After touring the L'Anse aux Meadows National Historic Site and learning about the vikings and their adventures in “Vinland” and exploring the Burnt Cape Ecological Reserve, I talked the guys into going across the Gulf of St. Lawrence to Labrador. We turned around in Quirpon and spent the night near the ferry terminal in St. Barbe. (It wasn't nearly as dramatic to drive onto the ferry without the trailers.)

Red Bay and the Red Bay National Historic Site were definitely the highlights of Labrador. They found the remains of a 1565 whaling vessel in the water right behind a ship that had wrecked in 1965. After a long archeological investigation, they put what was left of the ship back in the Bay.

There are berries ripening all over the Province right now. I've become a big fan of the Cloudberry. The Cloudberry (or Bakeapple) Jam I bought in Quirpon is gone already.

We did a little hike after touring the Historic Site. They had a really lovely boardwalk to the highest point in town.

It was a long day. We went back to Newfoundland on the 8:00 PM ferry with a lot of locals and spent most of the trip tryng to understand the lilting dialect of English spoken in this area.


I'm posting these from Dildo Run Provincial Park nearTwillingate. We stopped here for a few nights thinking we might go to Fogo and Barr'd Island but they don't take reservations on the Ferry and we don't want to risk not getting back! This area has been kind of crowded anyway, compared to the rest of Newfoundland and Labrador.

We are off to St. John to wait out another hurricane. Then, we will start the drive back around this Island. There are a few things we planned to see on the way back, so it is likely to be two more weeks or so before we get the return Ferry to Nova Scotia.


Great Northern Peninsula

We have been enjoying terrific weather on the Northern Peninsula in Newfoundland. After Gros Morne National Park, we stopped in Port au Choix and Quirpon (near St. Anthony) then took the ferry to Labrador for the day.

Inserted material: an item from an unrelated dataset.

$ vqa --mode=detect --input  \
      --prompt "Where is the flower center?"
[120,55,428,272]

Here are a couple of my favorite pictures from Port au Choix.

Arches Provincial Park
Port au Choix


Point Riche Lighthouse at Port au Choix Historic Site

Finally, the bread going into the French bread oven! Fishermen from the Normandy area came to this area and fished the Gulf of St. Lawrence but were prohibited from building permanent structures. There solution was to build these outdoor, communal bread ovens for cooking.

There are many communities that have rebuilt them and fire them up on a regular schedule. This day was a small celebration of the Limestone Barrens where several endangered and threatened flowers grow. We got to hang out with tourists and some locals while enjoying the bread and local jams. I am a big fan of the Cloudberry/Bakeapple!


Gros Morne, the Mountain

We did the Gros Morne signature hike – the mountain on our last day in the Park. I will just say the hike was hard but the view was magnificent.

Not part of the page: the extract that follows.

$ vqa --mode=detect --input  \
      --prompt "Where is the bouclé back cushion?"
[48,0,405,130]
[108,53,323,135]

This is the view looking up the first part of the trail – a scree field.


This was the view looking down that same part of the trail:


The top is all frost-fractured rock:

The views were still terrific coming down the back side of the mountain.



The trail was well maintained and even included some stairs to make the route down very manageable.


We haven't seen that much wildlife on this trip. We did finally get to see a moose – along the road on our way back from a swim and hot tub soak. Unfortunately, I didn't get a great picture before a motorcycle spooked him back into the woods.